This is something I am struggling with so much with right now. I dread meeting new people or catching up with people I haven't seen in a while because I'm not working right now and though I have one thing diagnosed i feel like a loser and embarrassed to talk about it. I've never heard any one else talk about this. Thank you for sharing

I feel this. I always feel like my health problems are very minor compared to "people with real disabilities". I'm always aware that things could be worse, so I should be living my life to the fullest, try really hard, be the best I can be and not complain about anything because other people have it worse. I keep thinking I'm not allowed to even call myself in any way disabled, because there are so much worse disabilities than what I have. After years of not really knowing what's wrong with me, I now have a couple of diagnoses for my social anxiety and depression. I do appreciate having something, but I feel like it's not the whole story. Mental health diagnoses can sometimes be a bit of a pain when you go in for physical ailments because some doctors seem to assume everything is therefore "in your head" (which is often where it is, but not in the sense they think) just because you have anxiety or depression. So I sometimes get episodes of pretty severe PVCs (hopefully, presumed) and classic migraines with auras to the extent where they affect my day to day life pretty significantly, but a. I keep feeling like other people experience worse symptoms than me so I shouldn't complain and just get on with it and b. when I go to the doctor with a legitimate (in my mind at least) concern when my symptoms get worse or different from usual, they usually assume it's just because I have mental health issues or I'm a woman and have PMS or whatever. Thankfully I'm currently doing OK and I try to tell myself I don't have to push myself to unnecessarily high standards because I know what my limits are and I know that if I stick to them, I (and the people around me) will get more out of me. But it's not easy. When I hold back and refrain from doing things I seemingly should be able to do, I do often second guess myself even still... But really, ultimately, when I demand less from myself, that's usually when I get more out of myself and surprise myself positively by the things I can do.

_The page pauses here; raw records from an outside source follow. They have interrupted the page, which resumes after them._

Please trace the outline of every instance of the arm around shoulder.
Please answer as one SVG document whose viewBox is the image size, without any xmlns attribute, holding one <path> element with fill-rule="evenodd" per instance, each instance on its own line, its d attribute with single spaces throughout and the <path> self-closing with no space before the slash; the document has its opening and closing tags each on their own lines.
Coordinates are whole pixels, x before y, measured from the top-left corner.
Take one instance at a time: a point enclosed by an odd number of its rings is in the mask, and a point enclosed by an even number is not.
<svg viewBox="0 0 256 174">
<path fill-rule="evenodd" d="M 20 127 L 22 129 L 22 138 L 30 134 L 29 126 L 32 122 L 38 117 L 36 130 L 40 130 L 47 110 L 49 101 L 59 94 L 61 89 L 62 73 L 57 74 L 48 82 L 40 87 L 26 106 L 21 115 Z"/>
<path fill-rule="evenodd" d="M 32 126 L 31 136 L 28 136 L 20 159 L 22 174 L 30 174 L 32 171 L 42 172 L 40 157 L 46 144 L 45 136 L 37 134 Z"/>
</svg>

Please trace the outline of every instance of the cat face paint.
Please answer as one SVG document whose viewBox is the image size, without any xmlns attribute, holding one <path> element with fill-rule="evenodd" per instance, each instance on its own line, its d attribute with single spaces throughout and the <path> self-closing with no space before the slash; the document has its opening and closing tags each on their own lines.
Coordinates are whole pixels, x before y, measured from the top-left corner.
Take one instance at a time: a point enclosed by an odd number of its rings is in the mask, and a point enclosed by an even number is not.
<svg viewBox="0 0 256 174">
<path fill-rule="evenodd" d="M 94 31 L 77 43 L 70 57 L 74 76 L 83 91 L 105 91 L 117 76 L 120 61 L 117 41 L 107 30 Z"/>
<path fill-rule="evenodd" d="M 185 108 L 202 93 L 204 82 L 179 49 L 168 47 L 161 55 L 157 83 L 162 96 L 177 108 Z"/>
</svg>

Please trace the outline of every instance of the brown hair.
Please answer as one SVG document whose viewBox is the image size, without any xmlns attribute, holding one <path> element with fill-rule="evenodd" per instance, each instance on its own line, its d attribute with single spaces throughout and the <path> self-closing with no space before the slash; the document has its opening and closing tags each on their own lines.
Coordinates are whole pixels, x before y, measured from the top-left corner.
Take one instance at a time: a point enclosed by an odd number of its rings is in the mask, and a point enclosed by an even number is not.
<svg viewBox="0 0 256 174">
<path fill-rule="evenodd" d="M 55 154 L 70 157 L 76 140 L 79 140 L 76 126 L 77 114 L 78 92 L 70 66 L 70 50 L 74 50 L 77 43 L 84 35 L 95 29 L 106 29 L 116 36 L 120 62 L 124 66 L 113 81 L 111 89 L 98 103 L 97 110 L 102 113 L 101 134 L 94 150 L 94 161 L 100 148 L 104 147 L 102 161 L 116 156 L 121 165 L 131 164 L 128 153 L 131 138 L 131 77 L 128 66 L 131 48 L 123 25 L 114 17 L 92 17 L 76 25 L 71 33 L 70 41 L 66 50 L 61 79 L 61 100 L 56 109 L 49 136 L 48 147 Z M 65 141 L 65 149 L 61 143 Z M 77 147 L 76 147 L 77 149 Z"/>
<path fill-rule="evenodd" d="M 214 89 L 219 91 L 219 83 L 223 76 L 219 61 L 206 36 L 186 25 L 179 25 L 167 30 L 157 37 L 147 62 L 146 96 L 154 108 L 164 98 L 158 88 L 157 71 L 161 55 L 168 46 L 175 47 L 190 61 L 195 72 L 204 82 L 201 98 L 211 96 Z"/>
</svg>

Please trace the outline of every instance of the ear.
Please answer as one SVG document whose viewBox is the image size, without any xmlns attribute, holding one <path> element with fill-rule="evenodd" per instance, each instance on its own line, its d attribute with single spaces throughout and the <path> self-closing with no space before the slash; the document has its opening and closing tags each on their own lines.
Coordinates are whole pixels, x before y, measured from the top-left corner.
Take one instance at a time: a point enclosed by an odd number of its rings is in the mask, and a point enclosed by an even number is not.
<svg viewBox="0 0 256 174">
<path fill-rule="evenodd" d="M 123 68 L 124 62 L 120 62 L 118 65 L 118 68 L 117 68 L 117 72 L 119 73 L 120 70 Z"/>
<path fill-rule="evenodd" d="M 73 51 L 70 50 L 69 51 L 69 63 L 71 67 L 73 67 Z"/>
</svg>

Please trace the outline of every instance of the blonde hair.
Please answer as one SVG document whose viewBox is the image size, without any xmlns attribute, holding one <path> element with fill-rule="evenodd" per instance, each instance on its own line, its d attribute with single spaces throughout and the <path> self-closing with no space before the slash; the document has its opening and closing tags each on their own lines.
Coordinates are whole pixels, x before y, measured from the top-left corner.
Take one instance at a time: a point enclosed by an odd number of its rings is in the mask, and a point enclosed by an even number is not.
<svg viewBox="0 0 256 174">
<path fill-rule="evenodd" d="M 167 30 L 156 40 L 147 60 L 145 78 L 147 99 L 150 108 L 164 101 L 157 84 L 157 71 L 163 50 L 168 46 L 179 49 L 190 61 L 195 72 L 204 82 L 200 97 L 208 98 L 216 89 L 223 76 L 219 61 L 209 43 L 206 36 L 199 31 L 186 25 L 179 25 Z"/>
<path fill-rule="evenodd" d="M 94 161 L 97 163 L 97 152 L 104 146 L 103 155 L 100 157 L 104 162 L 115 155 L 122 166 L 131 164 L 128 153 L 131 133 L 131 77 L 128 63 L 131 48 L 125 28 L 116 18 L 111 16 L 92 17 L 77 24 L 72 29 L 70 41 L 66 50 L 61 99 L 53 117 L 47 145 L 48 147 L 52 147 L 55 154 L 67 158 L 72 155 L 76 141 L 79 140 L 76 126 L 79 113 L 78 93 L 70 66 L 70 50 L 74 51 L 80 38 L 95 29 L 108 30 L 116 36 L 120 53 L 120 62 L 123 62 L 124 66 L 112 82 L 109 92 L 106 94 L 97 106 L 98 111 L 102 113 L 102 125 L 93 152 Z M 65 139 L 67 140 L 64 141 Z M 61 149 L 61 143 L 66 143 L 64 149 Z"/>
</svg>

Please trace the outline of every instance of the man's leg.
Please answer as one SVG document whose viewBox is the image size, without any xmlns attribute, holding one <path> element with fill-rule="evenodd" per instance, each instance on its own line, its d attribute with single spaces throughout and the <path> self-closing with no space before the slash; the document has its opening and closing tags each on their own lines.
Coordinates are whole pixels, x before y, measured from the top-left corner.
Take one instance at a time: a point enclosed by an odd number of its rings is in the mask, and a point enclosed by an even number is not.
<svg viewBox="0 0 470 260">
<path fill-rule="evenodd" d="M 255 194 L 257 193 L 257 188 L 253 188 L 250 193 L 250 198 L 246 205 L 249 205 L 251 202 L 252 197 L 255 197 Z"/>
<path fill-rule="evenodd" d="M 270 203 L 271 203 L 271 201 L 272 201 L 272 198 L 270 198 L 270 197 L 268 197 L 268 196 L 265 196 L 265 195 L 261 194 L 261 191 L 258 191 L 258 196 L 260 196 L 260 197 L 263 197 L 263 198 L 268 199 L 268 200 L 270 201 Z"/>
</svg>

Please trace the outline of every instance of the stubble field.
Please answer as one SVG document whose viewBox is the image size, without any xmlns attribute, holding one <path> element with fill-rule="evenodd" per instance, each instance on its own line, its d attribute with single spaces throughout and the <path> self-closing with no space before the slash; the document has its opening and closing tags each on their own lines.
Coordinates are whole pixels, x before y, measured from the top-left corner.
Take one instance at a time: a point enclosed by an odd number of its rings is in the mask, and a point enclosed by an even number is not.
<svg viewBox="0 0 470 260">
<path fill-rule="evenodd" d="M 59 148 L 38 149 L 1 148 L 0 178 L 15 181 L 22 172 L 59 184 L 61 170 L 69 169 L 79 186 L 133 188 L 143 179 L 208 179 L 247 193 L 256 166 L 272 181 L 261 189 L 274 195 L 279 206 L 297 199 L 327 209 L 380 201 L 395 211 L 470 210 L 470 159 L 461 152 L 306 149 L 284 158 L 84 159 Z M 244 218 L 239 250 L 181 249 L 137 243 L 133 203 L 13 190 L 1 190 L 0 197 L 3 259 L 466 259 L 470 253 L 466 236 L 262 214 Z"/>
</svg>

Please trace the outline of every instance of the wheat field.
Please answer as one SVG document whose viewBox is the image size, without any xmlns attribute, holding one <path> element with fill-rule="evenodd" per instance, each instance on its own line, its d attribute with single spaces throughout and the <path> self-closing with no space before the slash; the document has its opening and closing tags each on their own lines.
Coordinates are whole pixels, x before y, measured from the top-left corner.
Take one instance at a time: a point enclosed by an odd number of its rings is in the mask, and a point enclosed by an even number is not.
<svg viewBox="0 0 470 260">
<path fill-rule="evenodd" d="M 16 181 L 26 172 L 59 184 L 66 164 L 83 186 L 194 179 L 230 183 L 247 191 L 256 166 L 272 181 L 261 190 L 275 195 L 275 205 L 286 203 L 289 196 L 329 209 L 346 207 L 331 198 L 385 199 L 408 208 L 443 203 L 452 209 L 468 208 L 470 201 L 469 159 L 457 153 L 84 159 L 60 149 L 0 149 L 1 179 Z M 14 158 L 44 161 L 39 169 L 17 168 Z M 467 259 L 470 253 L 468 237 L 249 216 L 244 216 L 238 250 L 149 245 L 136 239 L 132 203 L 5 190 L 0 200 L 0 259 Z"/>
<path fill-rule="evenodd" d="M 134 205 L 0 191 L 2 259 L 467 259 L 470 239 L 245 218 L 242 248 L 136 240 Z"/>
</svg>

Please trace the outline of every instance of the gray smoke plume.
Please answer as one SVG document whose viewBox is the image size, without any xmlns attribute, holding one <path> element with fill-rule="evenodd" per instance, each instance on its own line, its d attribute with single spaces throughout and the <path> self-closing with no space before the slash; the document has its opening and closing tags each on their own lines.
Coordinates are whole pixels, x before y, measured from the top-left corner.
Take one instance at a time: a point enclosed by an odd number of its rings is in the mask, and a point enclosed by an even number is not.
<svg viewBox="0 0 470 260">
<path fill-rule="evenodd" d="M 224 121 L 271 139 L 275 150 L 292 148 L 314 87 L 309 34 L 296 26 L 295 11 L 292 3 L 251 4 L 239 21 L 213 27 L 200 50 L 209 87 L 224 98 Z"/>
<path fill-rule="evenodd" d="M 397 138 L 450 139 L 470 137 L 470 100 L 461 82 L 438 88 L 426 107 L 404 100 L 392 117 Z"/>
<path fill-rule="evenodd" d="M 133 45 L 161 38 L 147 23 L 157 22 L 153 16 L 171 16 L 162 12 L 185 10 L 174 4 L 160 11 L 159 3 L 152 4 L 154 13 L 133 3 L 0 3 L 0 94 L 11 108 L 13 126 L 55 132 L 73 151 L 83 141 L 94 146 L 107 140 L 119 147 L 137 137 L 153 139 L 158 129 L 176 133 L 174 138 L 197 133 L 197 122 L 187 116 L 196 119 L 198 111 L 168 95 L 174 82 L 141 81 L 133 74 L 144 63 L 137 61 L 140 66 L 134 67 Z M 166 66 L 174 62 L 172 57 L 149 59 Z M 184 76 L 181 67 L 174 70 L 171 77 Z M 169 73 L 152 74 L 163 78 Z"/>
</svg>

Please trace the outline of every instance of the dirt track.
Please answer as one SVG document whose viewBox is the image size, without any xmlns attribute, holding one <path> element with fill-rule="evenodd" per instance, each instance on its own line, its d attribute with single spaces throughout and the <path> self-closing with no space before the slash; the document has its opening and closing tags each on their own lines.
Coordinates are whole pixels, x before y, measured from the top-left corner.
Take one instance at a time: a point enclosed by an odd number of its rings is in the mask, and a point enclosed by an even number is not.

Thinking back to when I was undiagnosed AND hadn’t figured out what was wrong with me (because I figured it out way before anyone else even believed there was something wrong with me), I think I found it extremely difficult to give myself permission to rest as much as I needed to and to access the accommodations I needed to (and to give myself permission to use the ones I did have access to), and that contributed to my condition being SO much worse that it would have been otherwise. I think I’m still paying that price. I think if I’d been able to rest without feeling that pressure to function at a certain level (at any level, really), I would be so much better off today. I was bedbound much of the time and couldn’t even allow myself to fully acknowledge that I was in fact sick, and I definitely couldn’t use that word. It’s really sad to me. And angering and all the things.

That HAIRRRRR

Thank you so much for this. As someone who is struggling without a diagnosis or doctors who listen and take me seriously, this is something I needed to hear right now. I have trouble accepting sometimes there are things I can’t physically do or that I know I will injure myself if I do them. Thank you for being a ray of light. You are a beautiful person inside and out. (Your hair looks amazing today, by the way!)

I still don't have a diagnosis. I just have a shit ton of problems and my doctor's just shrug and are like "well you have this. I don't know why. I'm just going to give you this medicine that treats this one small symptom but causes 20 other problems" and I get so written off and I feel so frustrated like maybe I'm just crazy? Maybe I'm making a big deal about things? But it's not normal to be in this amount of pain every. Single. Day. It's not normal to have migraines more than half of the days of the month. To be in pain on daily basis that throwing up is normal. My migraines make me completely blind. Not auras. Not spots. I go completely blind sometimes days at a time. But you know. That's just something my doctor's are not concerned about. My feet hurt so bad. On good days I just suffer through it because I have to work, and in retail I have to be on my feet, but on good days I have an hour before I'm just in excruciating pain. And I just feel so awful for needing help. And it's given me such awful anxiety that I struggle to go anywhere by myself. And I get shamed? Like I tried to discuss having a service dog with my doctor and it was met with an angry and belittling shaming. "What would you even use it for?! What good would a service dog do you?!" Which was not met well with "I dont know. What do blind people use service dogs for??.. you know. That I'm spending most days completely blind and fumbling through my house?.. much less a random place where things are unfamiliar and moving?" This is year 5 struggling every day with these symptoms. I've had so many different doctors. None of them seem to care. When I get a new doctor, I tell them my symptoms. They check my blood sugar and my A1C and then tell me I'm not diabetic. Thanks, I know, but nothing else is done. They all just shrug at that point and I'm written off. I'm so incredibly tired. I feel so bad. And I do just really want a name for it.

Getting my bipolar diagnosis massively changed people's attitudes toward me. All of a sudden I wasn't just lazy and strange I had something people could have a vague understanding of. I'd been diagnosed a chronically depressed at 15, and it took til my mid-30's to get the bipolar diagnosis. And more recently I've been 're' diagnosed with Fibro and again that has helped a bit. Of course both of these are invisible disabilities so lots of people (including close friends and family) still tend to find it hard to accept that I have anything 'wrong' with me. Your point about intersectionality is really important too. I live on benefits because I am unable to work. I live in Cornwall where the mental health services are terrible. I'm 45 and live alone, meaning there is no-one to do the washing up/remind me to wash myself/help me with my medication etc. However I am a straight white woman with an MA, friends in my town and family 'only' four hours away. When my DLA got cut and I had to apply for pip I kept thinking about how much worse the whole process and system would be if I was black/homeless/learning disabled/in teens/trans/unable to have an advocate. I know I have it so lucky but it still took me three attempts to get my benefit, and over 5months without any disability benefit. Sorry this has meandered but people really have no understanding how important and validating a diagnosis can mean to oneself, and how easy it is to beat ourselves up because we don't have the 'worst' disability, use the disabled loo etc.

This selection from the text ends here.